Sarebbe bello poter cominciare il nuovo anno con la convinzione di vivere nel migliore dei mondi possibili. Mi riferisco all’ultimo volume di Steven Pinker, The Better Angels of Our Nature (I migliori angeli della nostra natura), in cui lo psicologo nordamericano si impegna a spiegare “perché la violenza è declinata” (questo è il sottotitolo) nel corso della millenaria storia del genere umano. Sino ad arrivare a sostenere che “oggi molto probabilmente viviamo nell’epoca più pacifica nella storia della nostra specie”. Ma per sostenere ciò è sufficiente applicare la statistica alle fonti storiografiche? Non è forse opportuno procedere in maniera più riflessiva, in un periodo come il nostro in cui assistiamo a un allargamento di quella zona grigia di significati compresi tra la pace e la guerra (dall’intervento umanitario al peace enforcing)?
Innanzitutto la pace è definibile come mera assenza di guerra? Si può pensare la pace senza oggettivarla, identificandola così con fattori ideali o materiali ma comunque fuori di sé? È possibile cioè pensare la pace senza produrre un discorso che miri a giustificare se stessi e la propria parte?

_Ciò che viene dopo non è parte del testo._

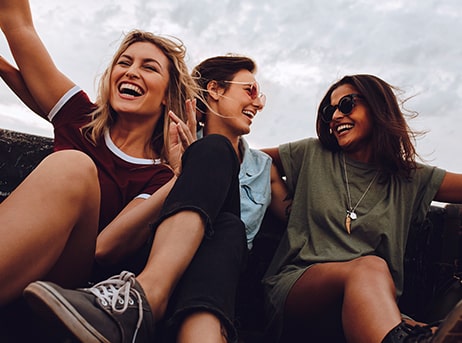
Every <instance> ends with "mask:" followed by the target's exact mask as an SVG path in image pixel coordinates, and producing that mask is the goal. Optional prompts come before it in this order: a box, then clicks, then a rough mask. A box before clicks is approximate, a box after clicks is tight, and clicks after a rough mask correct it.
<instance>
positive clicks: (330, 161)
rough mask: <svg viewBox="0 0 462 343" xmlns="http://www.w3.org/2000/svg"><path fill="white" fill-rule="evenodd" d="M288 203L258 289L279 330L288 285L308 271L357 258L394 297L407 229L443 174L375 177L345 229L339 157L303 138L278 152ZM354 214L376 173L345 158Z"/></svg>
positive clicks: (423, 205) (417, 216) (414, 223)
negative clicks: (280, 157)
mask: <svg viewBox="0 0 462 343" xmlns="http://www.w3.org/2000/svg"><path fill="white" fill-rule="evenodd" d="M279 153H280V156H281V160H282V163H283V166H284V171H285V173H286V177H287V185H288V188H289V192H290V193H291V194H292V196H293V204H292V210H291V214H290V218H289V222H288V226H287V232H286V233H285V235H284V236H283V238H282V240H281V243H280V245H279V247H278V249H277V251H276V253H275V256H274V258H273V261H272V263H271V265H270V267H269V269H268V271H267V273H266V275H265V279H264V281H263V283H264V285H265V292H266V296H267V305H268V311H269V315H270V317H271V318H270V320H271V321H272V322H273V324H276V326H279V325H282V324H281V323H282V310H283V308H284V303H285V299H286V297H287V294H288V292H289V290H290V289H291V287H292V285H293V284H294V282H295V281H296V280H297V279H298V278H299V277H300V276H301V275H302V273H303V272H304V271H305V270H306V268H307V267H309V266H310V265H312V264H314V263H323V262H333V261H337V262H338V261H348V260H352V259H355V258H357V257H360V256H365V255H377V256H380V257H381V258H383V259H384V260H385V261H386V262H387V263H388V267H389V269H390V272H391V275H392V277H393V280H394V282H395V285H396V289H397V292H398V295H400V294H401V293H402V289H403V259H404V252H405V248H406V240H407V236H408V232H409V228H410V226H411V225H415V224H416V223H420V222H422V221H423V220H424V218H425V215H426V213H427V211H428V210H429V207H430V204H431V202H432V200H433V198H434V196H435V194H436V192H437V191H438V189H439V187H440V185H441V182H442V180H443V177H444V175H445V171H444V170H442V169H439V168H435V167H431V166H427V165H423V164H418V169H417V170H416V171H415V172H414V173H413V174H412V178H411V179H410V180H409V179H406V178H402V177H398V176H394V177H391V179H387V180H386V181H384V180H383V178H380V177H376V178H375V180H374V181H373V182H372V184H371V186H370V189H369V191H368V192H367V193H366V194H365V195H364V198H363V199H362V200H361V201H360V203H359V204H358V207H357V208H356V210H355V213H356V214H357V219H355V220H352V221H351V233H350V234H348V233H347V231H346V228H345V218H346V214H347V212H346V210H347V208H348V195H347V188H346V180H345V172H344V167H343V155H342V153H341V152H336V153H334V152H331V151H329V150H327V149H325V148H323V147H322V145H321V143H320V142H319V140H318V139H315V138H307V139H303V140H300V141H297V142H292V143H287V144H284V145H281V146H280V147H279ZM345 162H346V163H345V164H346V170H347V175H348V181H349V182H348V184H349V189H350V194H351V204H352V206H353V207H354V206H355V205H356V203H357V202H358V200H359V199H360V198H361V197H362V195H363V194H364V192H365V190H366V189H367V188H368V185H369V184H370V183H371V180H372V179H373V178H374V176H375V175H376V173H377V170H376V169H374V168H373V167H372V166H371V165H368V164H365V163H361V162H358V161H354V160H350V159H348V158H345Z"/></svg>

Il volume di Pinker non sembra sottrarsi a tale rischio, riproducendo in forma banalizzata l’antica querelle tra gli antichi e i moderni. Insieme ai commerci e al cosmopolitismo – veicolato dall’istruzione, dalla mobilità, dalla scienza e dai mass media – sarebbe soprattutto lo Stato, che monopolizza gradualmente il legittimo uso della forza, il principale fattore di incivilimento della storia. In tale superficiale ricostruzione nulla rimane dell’inquietudine che attraversa tutti i più importanti storici, sociologi e filosofi moderni in merito all’ambivalenza della nostra epoca e, in particolare, di quella forma giuridico-politica che chiamiamo Stato moderno. Ecco allora la conseguente deriva ideologica: i responsabili della violenza che, malgrado il progresso, tuttora permane sono le forze del passato (la superstizione, l’ignoranza), sono coloro che sono bollati nel miglior caso come “tradizionalisti”. Il male è altro da sé.
Come ha messo in luce Augusto Del Noce, il passaggio fondamentale che rende possibile tale operazione è di tipo concettuale: la modernità è vista come un valore. L’uomo moderno non è più posto di fronte alla scelta tra il bene e il male: l’etica non c’entra, si tratta di una conoscenza certa fornita da un’ideologia capace di scoprire le leggi che governano il corso delle cose e di manipolarle. L’uomo razionale non decide ma si conforma a qualcosa di oggettivo e di moralmente neutro – che si chiami Natura, Storia, Scienza o Tecnica è in ultima istanza indifferente.
È proprio questo che segna un passaggio epocale nella storia della violenza e quindi della pace. Gli esseri umani hanno sempre ucciso i propri nemici e la modernità non ha portato alcun nuovo contributo alla monotona storia della tortura. Ma dal Terrore giacobino in poi è apparsa una nuova categoria: il nemico oggettivo. Gruppi di uomini e donne, appartenenti a categorie etniche (come gli ebrei per i nazisti) o sociali (come i kulaki per i bolscevichi) non più previsti nel modello di società in costruzione, indipendentemente dalle loro intenzioni soggettive, devono essere eliminati. E le deportazioni e i genocidi sono compiuti il più delle volte da “bravi padri di famiglia” che ritengono di svolgere il proprio dovere, per quanto ripugnante, al servizio del proprio popolo e dell’umanità tutta. Il fenomeno nuovo della storia contemporanea nel campo della violenza e della pace è tale male “banale” capace di fare a meno di motivazioni soggettive.
Riscoprire lo spessore morale dell’agire umano, il fatto che anche nel modo in cui percepiamo e pensiamo c’è già insita una scelta morale, che la violenza comincia spesso nel fatto stesso di non vedere o ascoltare, che non c’è nulla di meramente oggettivo e neutrale è il primo passo per pensare la pace senza oggettivarla e quindi per costruirla.